30 Aralık 2021 Perşembe

 Lucia - 54.2 Bölüm 

Taran Dük'ünün Aile Doktoru (4)

''Anna, iş sözleşmen feshedildi. Şu an için sana geçici iş sözleşmesi verilecek.''

Jerome'un ses tonunda belirli bir sivrilik vardı. Anna zayıf bir şekilde yanıtladı ve masadaki belgeye tek tek baktı. Daha sonra, doktorluk dönemindeki olayları gizli tutmak için ömür boyu bir gizlilik anlaşması imzaladı.

"Güvenimizi kırdın. Geçici işin bitene kadar dışarı çıkmana izin verilmeyecek ve iletişimin minimum sayıda insanla sınırlı olacaktır. Doktorla görüşmen yasak."

"Evet."

''İşin bittikten sonra bile, kiminle görüştüğünü görmek adına izleneceksin. Bu, imzalamış olduğun gizlilik sözleşmesine sıkı sıkıya bağlı kalacağından emin olunana kadar devam edecektir. Şüphe yaratacak bir harekette bulunmamanı tavsiye ederim.''

Sonu belli olmayan gözetim altında yaşamak. Anna ne kadar büyük bir hata yaptığını anladı. Dük Evi'ne gelene kadar, soyluları tedavi etme konusunda çok az deneyimi vardı ya da hiç yoktu. Asil dünyanın kuralları ve içinde yaşayanların alışkanlıkları hakkında hiçbir fikri yoktu.

Dük'ün altında yaşarken kimse ona dikkatsizce davranmaya cesaret edemedi. Hepsi dost canlısıydı ve üstlerinden birkaçı ona saygıyla davrandı. Ama Anna bir soylunun doktoru olarak ihtiyatlı davranmadı ve kayıtsızdı. Kendisine ne kadar cömert ve insanca davranıldığını muhtemelen daha sonra öğrenecekti.

''Mümkünse, Sör Philip ile son bir kez görüşebilir miyim? Bana çok şey öğretti. Kendisine son selamlarımı vermek istiyorum'' dedi.

"Efendiye soracağım."

* * *

Philip, Anna bir gün onunla temasa geçmediğinde bir şeylerin ters gittiğini anladı ve Dük dönene kadar onu bulamayınca, her şeyin tamamen yanlış gittiğini anladı.

Düşes'in şu anki durumuna bakıldığında, bir çocuk için çaresiz kalacağı varsayılabilirdi. Bu nedenle, Philip, Düşes bir tedavi olduğunu bilirse, fırsata hemen atlayacağını düşündü.

İşlerin nerede ters gitmeye başladığını anlayamadı. Anna, Dük döndükten yaklaşık on gün sonra onu görmeye geldi, yüzü oldukça düşmüş görünüyordu.

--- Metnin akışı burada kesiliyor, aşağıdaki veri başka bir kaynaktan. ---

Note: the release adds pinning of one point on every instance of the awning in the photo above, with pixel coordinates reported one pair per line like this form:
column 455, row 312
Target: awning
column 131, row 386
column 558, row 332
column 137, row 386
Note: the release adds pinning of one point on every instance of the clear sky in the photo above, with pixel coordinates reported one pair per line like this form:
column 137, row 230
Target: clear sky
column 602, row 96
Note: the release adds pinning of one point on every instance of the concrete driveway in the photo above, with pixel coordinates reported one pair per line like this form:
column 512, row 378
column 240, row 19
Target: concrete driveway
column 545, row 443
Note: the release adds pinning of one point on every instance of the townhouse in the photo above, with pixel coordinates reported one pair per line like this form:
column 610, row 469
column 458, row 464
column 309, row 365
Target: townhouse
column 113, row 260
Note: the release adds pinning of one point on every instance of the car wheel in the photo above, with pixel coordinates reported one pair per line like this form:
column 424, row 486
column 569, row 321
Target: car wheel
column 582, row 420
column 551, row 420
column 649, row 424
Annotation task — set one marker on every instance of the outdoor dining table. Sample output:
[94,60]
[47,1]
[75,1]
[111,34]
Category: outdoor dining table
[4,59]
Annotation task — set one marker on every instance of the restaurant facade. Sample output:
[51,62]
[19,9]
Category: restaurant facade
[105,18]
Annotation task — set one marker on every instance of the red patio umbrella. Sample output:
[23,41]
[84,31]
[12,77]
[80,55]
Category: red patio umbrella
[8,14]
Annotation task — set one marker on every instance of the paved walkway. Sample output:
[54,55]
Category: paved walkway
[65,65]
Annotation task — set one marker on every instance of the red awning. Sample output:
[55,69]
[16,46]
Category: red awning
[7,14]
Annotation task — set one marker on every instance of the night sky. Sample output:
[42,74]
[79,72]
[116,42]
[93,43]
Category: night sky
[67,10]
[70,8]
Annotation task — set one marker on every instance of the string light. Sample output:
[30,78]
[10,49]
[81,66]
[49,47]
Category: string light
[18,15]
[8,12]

"Leydi seninle tanışmayı reddediyor, Philip. Şimdiye kadar, Majesteleri Dük muhtemelen durumu duymuştur ve her şeyi biliyordur. Merak etme. Ben güzelce açıkladım.'' (Anna)

Başarısızlık. Philip zaten öyle tahmin etmişti ama onaylandığında hüsrana uğradı. Nasıl olur? Hedefi gözünün önündeyken burada nasıl durabilirdi ama yüzü iç kaygısını hiç belli etmiyordu.

"Anna, benim yüzümden çok zor bir dönemden geçiyorsun." (Philip)

"Hayır. Düşüncesiz olan bendim. Sör Philip ve ben artık görüşemeyiz. Ben de çok yakında görevimi bırakacağım.'' (Anna)

"Oh? O zaman bundan ötürü tüm cezayı Anna alıyor. Kendimi kötü hissediyorum, bu benim yüzümden oldu.''

'Bu en kötüsü.'

Anna'nın doktorluk görevinden istifa edeceği  düşüncesi. Bu, Dük'e erişiminin tamamen ortadan kalkacağı anlamına geliyordu.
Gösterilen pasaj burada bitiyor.